Grid: 3B Q4 × 4 contexts (1024, 1280, 1536, 2048) × 3 needles × 3 arms = 36 trials. Source: bench/results/niah/results_anchor_20260411T141243.csv.

Arm ctx=1024 ctx=1280 ctx=1536 ctx=2048 Total
baseline 2/3 0/3 0/3 0/3 2/12
PQRI 0/3 0/3 0/3 0/3 0/12
convchunk 0/3 0/3 0/3 0/3 0/12

Both prompt-level interventions failed to move the cliff — and both performed worse than baseline at the pre-cliff control cell (ctx=1024). The added prompt overhead from inline reminders and multi-turn wrapping appears to push the borderline ctx=1024 cell over the cliff edge.

This is a strong negative result. It implies the cliff mechanism is not at the prompt format level — adding the question more visibly or refreshing the chat-template marker doesn't help. The anchor failure is at the attention mechanism level: even when the chat-template tokens are physically present in the prompt at multiple locations, the model's attention to them collapses below the threshold needed to override the document-continuation prior.

Implication for the next round of mitigation work: prompt-level interventions are insufficient. The remaining viable mitigation paths are:

  1. Attention-level intervention (e.g., SinkTrack-style instruction injection into the BOS sink, or attention head re-weighting at the cliff layers). These require model-internal access; quant.cpp's hooks would need extension. Multi-week C/Metal work.

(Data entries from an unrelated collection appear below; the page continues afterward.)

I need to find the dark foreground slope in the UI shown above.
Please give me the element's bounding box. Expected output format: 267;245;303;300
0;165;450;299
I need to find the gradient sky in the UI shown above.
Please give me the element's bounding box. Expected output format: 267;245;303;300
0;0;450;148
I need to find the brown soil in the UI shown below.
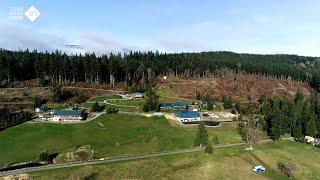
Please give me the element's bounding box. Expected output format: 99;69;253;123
159;74;310;103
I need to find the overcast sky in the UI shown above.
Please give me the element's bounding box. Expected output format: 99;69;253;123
0;0;320;56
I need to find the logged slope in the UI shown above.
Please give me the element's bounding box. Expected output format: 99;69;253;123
159;74;310;103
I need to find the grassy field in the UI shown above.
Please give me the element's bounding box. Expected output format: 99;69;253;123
89;94;122;102
0;114;241;167
31;141;320;179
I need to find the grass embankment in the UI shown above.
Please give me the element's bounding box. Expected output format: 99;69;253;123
31;141;320;179
0;114;241;167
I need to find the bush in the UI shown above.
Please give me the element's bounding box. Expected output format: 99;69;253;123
75;94;86;104
204;144;213;154
142;104;149;112
278;162;297;177
213;136;220;145
39;151;49;161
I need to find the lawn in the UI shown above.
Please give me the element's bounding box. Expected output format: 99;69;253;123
31;141;320;179
0;114;241;167
89;94;122;102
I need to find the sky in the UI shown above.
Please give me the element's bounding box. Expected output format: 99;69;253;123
0;0;320;56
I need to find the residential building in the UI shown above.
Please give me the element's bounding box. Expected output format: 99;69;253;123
159;102;190;110
52;109;85;121
176;110;201;122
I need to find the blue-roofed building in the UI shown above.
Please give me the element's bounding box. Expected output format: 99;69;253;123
52;109;85;121
176;110;201;122
159;102;190;110
131;92;143;99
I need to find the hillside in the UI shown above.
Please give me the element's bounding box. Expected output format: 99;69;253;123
159;73;311;103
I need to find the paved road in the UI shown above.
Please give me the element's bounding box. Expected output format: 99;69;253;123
0;101;33;105
0;138;293;176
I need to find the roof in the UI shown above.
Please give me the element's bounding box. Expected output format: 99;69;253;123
131;92;143;96
53;109;84;116
160;102;190;107
176;110;200;118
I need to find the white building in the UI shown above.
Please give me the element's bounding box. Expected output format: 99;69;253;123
53;109;84;121
176;110;201;122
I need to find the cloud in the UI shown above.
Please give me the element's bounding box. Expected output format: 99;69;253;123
152;37;212;52
0;25;139;55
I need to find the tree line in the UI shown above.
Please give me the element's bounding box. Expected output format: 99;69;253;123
0;49;320;91
259;90;320;142
0;108;32;130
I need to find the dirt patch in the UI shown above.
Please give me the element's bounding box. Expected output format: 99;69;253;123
0;173;31;180
159;73;310;103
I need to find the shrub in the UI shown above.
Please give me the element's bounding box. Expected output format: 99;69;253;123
39;151;49;161
278;162;297;177
142;104;149;112
204;144;213;154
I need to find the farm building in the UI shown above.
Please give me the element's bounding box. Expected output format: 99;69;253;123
131;92;143;99
52;109;85;121
34;106;48;113
176;110;201;122
159;102;190;110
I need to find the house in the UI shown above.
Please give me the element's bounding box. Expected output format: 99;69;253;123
305;136;316;145
252;165;266;173
176;110;201;122
159;102;190;110
131;92;143;99
34;106;48;113
52;109;85;121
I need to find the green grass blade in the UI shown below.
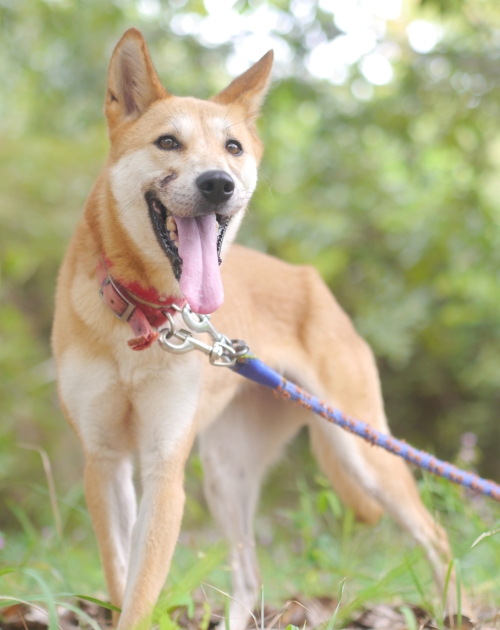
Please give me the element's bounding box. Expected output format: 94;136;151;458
75;595;122;612
326;578;346;630
399;606;418;630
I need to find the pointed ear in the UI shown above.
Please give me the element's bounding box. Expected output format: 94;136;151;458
210;50;274;118
104;28;169;127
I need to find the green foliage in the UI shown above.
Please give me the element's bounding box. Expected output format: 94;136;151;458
0;0;500;619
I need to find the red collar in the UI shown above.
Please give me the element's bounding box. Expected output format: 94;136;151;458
97;255;186;350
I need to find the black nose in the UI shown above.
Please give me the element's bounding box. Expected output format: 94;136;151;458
196;171;234;204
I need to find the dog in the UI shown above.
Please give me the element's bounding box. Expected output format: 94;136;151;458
52;28;466;630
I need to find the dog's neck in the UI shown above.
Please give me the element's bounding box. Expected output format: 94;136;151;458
96;254;186;350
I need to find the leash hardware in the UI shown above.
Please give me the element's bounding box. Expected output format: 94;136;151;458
158;304;248;367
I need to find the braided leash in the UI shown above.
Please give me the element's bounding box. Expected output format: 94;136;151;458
158;305;500;501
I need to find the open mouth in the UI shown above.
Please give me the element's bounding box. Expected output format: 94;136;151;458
146;192;231;281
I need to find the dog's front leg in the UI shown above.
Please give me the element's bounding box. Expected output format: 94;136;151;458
118;366;198;630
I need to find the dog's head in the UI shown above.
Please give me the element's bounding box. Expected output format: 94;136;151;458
105;29;273;313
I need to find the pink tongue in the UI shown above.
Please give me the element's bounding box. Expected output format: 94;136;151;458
174;214;224;315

  2. Cliff avoidance (e.g., a multi-stage Read-Locate-Verify architecture that respects the measured cliff as a hard budget and never asks the model to retrieve from a region larger than its effective working memory). This is purely orchestration above the existing CLI; no model changes. Phase 3 candidate — outlined in §8.

The Phase 2C result strengthens the case for cliff-avoidance architectures over cliff-fighting interventions. If even the most direct prompt-level anchor refreshing fails, then attempting to coexist with the cliff at a higher level — by keeping each LLM call within the cliff budget — is a more robust strategy.

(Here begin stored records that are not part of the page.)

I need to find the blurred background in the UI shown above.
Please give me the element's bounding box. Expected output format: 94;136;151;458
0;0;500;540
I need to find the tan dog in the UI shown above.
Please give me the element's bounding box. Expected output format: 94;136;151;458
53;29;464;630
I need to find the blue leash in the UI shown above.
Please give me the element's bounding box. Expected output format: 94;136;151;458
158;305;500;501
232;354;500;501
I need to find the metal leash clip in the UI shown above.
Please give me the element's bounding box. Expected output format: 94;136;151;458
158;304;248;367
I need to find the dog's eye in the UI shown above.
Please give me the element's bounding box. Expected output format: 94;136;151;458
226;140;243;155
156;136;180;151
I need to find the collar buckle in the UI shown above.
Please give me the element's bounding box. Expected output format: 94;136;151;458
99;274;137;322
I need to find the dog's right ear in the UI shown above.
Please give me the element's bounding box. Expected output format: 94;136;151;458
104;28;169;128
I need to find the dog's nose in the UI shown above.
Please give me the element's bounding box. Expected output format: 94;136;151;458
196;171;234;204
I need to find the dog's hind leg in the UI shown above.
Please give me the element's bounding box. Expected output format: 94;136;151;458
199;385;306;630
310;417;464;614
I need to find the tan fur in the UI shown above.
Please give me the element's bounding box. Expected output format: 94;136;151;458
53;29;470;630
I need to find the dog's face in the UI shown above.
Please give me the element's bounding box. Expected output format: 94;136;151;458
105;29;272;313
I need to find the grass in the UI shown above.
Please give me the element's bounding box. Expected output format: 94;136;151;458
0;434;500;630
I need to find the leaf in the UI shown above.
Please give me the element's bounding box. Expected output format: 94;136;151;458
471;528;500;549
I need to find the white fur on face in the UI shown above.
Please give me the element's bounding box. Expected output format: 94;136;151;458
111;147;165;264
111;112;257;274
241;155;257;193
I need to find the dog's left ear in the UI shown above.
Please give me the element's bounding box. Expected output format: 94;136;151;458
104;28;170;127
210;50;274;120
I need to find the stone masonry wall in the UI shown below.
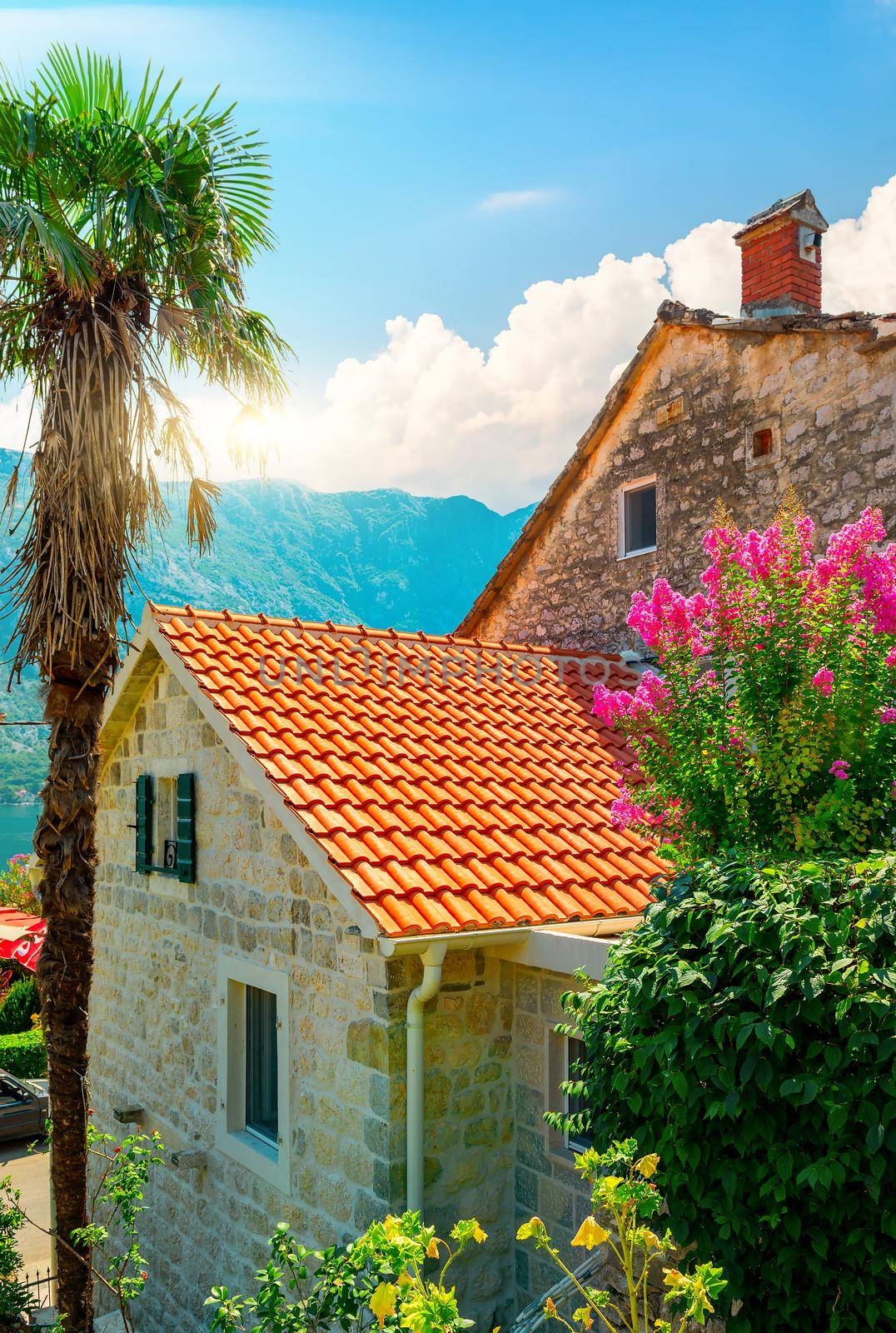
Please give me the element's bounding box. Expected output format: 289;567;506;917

4.7 Failure mode taxonomy and the cliff mechanism

Self-correction (v0.4): The v0.3 draft of this report cited a "synthesised hallucination" example ("In 2023 Boulter was hired as the chief financial officer...") as the most consequential failure mode and equated it with RAG silent hallucination. A 4-round Karpathy-loop subtype analysis on all 115 cliff failures (bench/results/niah/redeep_proxy.py, redeep_subtype.py, continuation_origin.py) shows that example is a single outlier (1 trial out of 115, < 1%) and the dominant cliff failure mode is the opposite of RAG hallucination. This subsection is rewritten accordingly.

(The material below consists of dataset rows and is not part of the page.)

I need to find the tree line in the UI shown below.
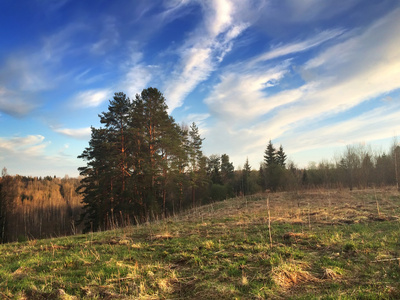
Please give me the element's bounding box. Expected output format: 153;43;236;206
0;88;400;242
0;168;82;243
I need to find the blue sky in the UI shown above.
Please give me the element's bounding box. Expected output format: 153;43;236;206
0;0;400;177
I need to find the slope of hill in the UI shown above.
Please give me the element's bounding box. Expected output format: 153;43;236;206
0;189;400;299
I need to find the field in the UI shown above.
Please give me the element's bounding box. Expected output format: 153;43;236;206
0;188;400;299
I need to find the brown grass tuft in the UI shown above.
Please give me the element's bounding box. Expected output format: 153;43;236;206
272;262;320;288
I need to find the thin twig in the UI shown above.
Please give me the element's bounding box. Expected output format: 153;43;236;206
267;196;272;248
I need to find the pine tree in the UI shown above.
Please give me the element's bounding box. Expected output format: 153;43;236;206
189;122;205;207
276;145;286;168
264;140;277;167
242;157;251;195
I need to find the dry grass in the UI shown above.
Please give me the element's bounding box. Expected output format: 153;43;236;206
0;189;400;299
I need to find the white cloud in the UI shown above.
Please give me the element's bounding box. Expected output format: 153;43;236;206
0;86;37;117
73;89;111;108
165;0;248;112
251;29;344;64
54;127;91;140
205;5;400;167
0;135;48;156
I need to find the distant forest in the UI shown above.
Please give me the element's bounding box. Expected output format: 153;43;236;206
0;88;400;242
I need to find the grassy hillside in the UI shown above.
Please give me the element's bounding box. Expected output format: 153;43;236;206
0;189;400;299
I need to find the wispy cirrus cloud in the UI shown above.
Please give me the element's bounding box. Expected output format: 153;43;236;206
0;135;48;156
165;0;248;111
205;9;400;166
73;89;112;108
53;127;91;140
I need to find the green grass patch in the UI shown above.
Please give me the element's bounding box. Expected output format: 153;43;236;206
0;190;400;299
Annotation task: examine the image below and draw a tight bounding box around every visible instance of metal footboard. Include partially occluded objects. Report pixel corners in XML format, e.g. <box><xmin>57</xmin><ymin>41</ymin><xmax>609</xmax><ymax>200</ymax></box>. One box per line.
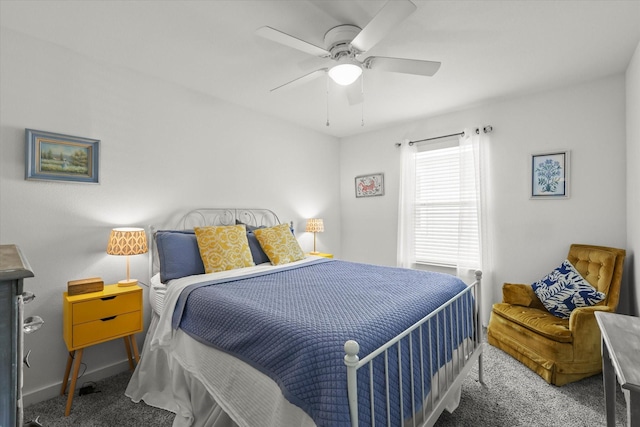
<box><xmin>344</xmin><ymin>271</ymin><xmax>484</xmax><ymax>427</ymax></box>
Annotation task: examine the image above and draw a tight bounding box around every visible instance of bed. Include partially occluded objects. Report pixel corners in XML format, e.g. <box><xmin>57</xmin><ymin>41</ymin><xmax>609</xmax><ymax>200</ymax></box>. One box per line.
<box><xmin>125</xmin><ymin>209</ymin><xmax>484</xmax><ymax>427</ymax></box>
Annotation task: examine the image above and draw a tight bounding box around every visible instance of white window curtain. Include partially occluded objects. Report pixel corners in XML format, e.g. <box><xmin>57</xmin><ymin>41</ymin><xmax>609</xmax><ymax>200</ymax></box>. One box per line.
<box><xmin>397</xmin><ymin>130</ymin><xmax>488</xmax><ymax>283</ymax></box>
<box><xmin>397</xmin><ymin>140</ymin><xmax>418</xmax><ymax>268</ymax></box>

We classified all 115 cliff failures into four subtypes:

Subtype n % Description
CONTINUE 97 84% Model literally continues the wikitext haystack ("Doctors, followed by a role in...")
OTHER 9 8% Other forms of haystack continuation
HEADER 8 7% Wikitext markup echo (= = = 2008 II =, = Robert Boulter =)
SYNTH 1 <1% Needle + haystack subject fusion (the v0.3 example)

The dominant failure mode (84%) is literal continuation, not synthesised hallucination. We then computed surface-level proxies for ReDeEP's [Sun et al., ICLR 2025] External Context Score and Parametric Knowledge Score on every trial:

  • copy_score(response, haystack) = fraction of response 4-grams that appear in the haystack — proxy for External Context Score ("model is copying from loaded context")
  • novel_score(response, haystack) = 1 − copy_score — proxy for Parametric Knowledge Score ("model is generating from internal memory")
Subtype n Δ copy vs PASS Δ novel vs PASS ReDeEP signature match
CONTINUE 97 +0.077 −0.077 OPPOSITE
OTHER 9 +0.310 −0.310 STRONGLY OPPOSITE
HEADER 8 +0.049 −0.049 weakly opposite
SYNTH 1 −0.028 +0.028 matches (n=1, not significant)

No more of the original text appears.